Nous devons écouter le message de ces députés-juniors ; nous devons y répondre car ils ont exprimé un souhait, je dirai une exigence : que leur manifeste soit relayé et suivi, qu'il ne soit pas sans lendemain. C'est pourquoi je l'ai transmis à tous les chefs d'Etat et de gouvernement du monde ainsi qu'aux Parlements. Je le communiquerai à l'assemblée du millénaire à l'ONU en septembre 2000. Chacun doit désormais se saisir de ce manifeste, le faire vivre au quotidien. Je ne sais pas si le Parlement mondial des enfants sera institutionnalisé, mais je sais que nous avons ouvert une voie vers la participation et la démocratie que les enfants ont la ferme intention de suivre.
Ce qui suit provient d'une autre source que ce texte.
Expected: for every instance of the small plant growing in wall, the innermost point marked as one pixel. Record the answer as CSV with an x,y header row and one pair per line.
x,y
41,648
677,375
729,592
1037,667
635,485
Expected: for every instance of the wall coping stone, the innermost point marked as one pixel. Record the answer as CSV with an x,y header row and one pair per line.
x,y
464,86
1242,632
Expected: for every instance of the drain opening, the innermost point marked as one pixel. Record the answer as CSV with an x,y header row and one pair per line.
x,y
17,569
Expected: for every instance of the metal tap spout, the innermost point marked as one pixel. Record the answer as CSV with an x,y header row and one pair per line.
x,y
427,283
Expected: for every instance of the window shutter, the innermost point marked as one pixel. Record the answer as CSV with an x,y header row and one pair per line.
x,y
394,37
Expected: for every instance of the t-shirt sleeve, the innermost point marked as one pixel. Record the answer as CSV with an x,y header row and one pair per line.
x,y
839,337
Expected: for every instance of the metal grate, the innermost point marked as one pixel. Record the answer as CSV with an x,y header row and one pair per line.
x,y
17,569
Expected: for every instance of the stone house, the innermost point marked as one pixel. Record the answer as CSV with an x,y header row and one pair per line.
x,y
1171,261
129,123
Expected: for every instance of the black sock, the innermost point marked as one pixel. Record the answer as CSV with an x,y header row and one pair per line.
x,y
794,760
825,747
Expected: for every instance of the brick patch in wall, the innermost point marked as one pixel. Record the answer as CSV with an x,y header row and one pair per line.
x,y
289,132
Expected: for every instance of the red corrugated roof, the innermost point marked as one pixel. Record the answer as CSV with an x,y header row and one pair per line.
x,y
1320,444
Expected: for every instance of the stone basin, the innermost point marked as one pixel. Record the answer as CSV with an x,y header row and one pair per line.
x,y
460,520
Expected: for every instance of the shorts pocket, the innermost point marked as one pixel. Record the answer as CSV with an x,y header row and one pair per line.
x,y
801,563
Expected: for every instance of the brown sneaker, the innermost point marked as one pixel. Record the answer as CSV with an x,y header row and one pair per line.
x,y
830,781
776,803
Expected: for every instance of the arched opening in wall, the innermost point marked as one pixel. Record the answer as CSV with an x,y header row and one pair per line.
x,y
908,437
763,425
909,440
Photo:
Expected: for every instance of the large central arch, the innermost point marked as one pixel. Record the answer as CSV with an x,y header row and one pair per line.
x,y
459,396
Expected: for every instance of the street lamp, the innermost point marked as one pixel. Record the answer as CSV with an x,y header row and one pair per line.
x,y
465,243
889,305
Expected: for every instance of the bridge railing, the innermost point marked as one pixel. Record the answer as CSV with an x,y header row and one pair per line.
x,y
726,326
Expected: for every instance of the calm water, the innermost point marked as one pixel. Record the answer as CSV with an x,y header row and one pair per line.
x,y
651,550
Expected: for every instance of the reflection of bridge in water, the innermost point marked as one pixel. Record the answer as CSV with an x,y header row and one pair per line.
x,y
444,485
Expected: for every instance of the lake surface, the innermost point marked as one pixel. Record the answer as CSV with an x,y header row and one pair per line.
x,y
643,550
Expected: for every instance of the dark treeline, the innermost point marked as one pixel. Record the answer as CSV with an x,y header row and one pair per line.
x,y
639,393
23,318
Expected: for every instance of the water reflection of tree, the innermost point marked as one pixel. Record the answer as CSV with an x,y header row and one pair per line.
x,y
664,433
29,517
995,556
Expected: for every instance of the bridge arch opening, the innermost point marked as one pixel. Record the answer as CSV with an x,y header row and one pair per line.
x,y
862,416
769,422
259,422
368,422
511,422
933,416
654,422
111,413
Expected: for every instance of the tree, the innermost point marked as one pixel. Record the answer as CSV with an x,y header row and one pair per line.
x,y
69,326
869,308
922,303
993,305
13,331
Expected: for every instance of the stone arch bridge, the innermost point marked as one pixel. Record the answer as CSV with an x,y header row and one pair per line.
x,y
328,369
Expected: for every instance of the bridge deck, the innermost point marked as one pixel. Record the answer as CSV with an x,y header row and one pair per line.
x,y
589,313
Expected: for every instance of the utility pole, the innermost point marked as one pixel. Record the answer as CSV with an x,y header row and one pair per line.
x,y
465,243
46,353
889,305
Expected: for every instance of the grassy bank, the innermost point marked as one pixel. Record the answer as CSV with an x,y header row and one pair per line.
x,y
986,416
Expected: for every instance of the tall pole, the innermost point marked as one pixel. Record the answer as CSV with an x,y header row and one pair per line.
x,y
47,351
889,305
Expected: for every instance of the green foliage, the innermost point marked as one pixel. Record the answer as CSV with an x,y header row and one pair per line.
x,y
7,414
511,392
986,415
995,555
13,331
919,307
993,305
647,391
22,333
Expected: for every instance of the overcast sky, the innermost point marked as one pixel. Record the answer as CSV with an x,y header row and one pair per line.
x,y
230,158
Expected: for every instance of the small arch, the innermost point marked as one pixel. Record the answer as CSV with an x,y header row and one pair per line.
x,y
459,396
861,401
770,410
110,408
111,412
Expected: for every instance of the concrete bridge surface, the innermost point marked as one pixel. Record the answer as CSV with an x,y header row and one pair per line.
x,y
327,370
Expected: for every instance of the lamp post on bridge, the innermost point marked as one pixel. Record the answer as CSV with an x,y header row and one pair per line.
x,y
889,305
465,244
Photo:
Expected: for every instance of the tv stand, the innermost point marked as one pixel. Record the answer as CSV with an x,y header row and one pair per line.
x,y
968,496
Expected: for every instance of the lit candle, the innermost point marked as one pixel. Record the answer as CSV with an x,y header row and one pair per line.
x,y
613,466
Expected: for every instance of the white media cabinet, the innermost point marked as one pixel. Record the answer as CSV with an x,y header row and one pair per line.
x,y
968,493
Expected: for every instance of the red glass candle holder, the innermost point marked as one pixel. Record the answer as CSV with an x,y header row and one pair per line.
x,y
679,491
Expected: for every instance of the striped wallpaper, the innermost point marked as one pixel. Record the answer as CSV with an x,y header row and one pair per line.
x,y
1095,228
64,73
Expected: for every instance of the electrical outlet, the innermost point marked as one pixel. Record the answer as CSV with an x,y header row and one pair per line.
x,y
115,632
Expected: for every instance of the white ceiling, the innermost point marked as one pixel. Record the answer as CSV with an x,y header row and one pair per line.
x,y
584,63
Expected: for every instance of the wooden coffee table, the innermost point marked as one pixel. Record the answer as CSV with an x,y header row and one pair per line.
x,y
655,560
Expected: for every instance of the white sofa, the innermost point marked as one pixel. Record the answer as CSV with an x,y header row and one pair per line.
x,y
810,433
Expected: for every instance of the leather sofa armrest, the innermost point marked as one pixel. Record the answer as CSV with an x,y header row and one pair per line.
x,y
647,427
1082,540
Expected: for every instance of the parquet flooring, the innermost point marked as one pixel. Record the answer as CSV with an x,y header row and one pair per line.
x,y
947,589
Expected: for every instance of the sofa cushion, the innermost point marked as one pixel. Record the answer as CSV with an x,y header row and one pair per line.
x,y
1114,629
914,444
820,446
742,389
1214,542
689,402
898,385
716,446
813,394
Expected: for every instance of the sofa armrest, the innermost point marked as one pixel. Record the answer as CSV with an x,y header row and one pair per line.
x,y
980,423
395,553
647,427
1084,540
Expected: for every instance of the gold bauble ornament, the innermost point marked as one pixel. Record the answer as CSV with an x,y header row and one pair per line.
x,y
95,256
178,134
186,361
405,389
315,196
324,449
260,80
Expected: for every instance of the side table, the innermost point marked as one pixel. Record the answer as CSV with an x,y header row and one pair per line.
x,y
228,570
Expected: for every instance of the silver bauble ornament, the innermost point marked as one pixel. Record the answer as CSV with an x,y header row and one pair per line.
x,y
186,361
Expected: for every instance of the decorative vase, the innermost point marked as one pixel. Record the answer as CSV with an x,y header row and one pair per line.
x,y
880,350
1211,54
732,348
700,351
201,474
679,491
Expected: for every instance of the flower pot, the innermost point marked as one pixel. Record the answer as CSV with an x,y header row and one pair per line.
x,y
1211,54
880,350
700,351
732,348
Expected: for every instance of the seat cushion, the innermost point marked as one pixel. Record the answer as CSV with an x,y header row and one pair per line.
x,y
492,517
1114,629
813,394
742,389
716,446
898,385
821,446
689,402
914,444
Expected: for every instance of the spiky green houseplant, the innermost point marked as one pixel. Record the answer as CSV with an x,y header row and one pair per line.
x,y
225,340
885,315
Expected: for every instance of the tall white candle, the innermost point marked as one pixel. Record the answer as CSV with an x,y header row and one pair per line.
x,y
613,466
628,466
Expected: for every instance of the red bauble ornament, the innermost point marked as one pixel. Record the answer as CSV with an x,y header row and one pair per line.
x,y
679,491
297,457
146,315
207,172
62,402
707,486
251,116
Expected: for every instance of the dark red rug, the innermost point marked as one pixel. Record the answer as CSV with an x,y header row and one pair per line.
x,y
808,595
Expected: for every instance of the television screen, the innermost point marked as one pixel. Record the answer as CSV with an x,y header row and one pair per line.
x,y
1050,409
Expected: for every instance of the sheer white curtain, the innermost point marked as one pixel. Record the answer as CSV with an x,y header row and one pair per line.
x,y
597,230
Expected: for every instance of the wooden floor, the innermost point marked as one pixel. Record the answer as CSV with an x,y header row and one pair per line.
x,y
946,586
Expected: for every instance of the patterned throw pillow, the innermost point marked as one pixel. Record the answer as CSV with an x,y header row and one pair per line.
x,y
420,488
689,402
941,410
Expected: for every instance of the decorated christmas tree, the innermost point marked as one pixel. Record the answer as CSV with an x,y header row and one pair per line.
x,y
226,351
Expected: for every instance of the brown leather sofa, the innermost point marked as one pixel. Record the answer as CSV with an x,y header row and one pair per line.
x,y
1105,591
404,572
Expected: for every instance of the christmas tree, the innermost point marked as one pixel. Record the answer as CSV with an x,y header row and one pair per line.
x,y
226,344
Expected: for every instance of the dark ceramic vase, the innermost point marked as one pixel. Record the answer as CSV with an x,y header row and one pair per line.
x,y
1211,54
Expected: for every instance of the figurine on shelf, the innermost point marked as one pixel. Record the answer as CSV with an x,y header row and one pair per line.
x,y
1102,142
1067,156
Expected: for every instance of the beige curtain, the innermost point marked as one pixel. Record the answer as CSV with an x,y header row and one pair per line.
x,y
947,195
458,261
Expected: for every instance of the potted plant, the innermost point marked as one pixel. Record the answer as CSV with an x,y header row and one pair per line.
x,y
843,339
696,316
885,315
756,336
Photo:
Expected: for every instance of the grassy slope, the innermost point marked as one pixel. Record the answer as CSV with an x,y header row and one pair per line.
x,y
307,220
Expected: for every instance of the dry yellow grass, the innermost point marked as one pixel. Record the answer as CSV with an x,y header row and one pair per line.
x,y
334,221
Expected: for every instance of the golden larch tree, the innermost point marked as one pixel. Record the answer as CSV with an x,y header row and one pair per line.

4) Quelles sont, selon vous, les actions à mener pour développer la citoyenneté chez les jeunes ?
La citoyenneté est faite d'information et de formation. elle s'exerce d'abord là où l'on passe le plus clair de son temps. L'école joue un rôle irremplaçable. Rôle des enseignants, rôle des équipes éducatives, mais aussi rôle des parents, rôle des associations, rôle des institutions politiques. La mission même de l'école est d'éduquer des consciences libres et autonomes, refusant les seuls arguments d'autorité ou de la tradition : il s'agit de suivre la maxime kantienne " penser par soi-même ". Mais la citoyenneté ne peut pas être le produit d'une simple instruction civique formelle, décrivant mécaniquement les institutions de la démocratie : à mes yeux, la citoyenneté n'a de sens que mise en oeuvre - pour bénéficier des droits qui nous sont reconnus et assurer les devoirs qui nous sont impartis.
C'est pourquoi je plaide en faveur d'une citoyenneté active, à l'école et hors de l'école. Pour les jeunes, il y a au moins deux devoirs de citoyens. Un devoir de vigilance : l'appréciation portée par un lycéen sur le collège ou par un étudiant sur le lycée peut permettre d'améliorer le système éducatif ; de même, en famille, les adultes qui disposent du droit de vote ont des comptes à rendre sont comptables envers leurs enfants qui eux brûlent de s'exprimer : l'actualité offre chaque jour des occasions de débattre, de confronter les idées, d'éveiller la citoyenneté. Un devoir d'engagement, aussi : afin de se préparer à exercer pleinement leur droit de vote, les jeunes doivent s'intéresser à la vie de leur classe, de leur quartier, de leur ville. Ils ne sont pas hors du monde, et la majorité civique n'est pas la majorité citoyenne. Rédiger des journaux, mettre à profit le droit de réunion, proposer aux équipes enseignantes ou municipales des projets humanitaires ou solidaires, puis les réaliser avec elles - c'est tout le sens de la citoyenneté active, de la citoyenneté tout court.
A nous tous d'avoir un peu d'imagination pour permettre à la jeunesse d'améliorer la réalité.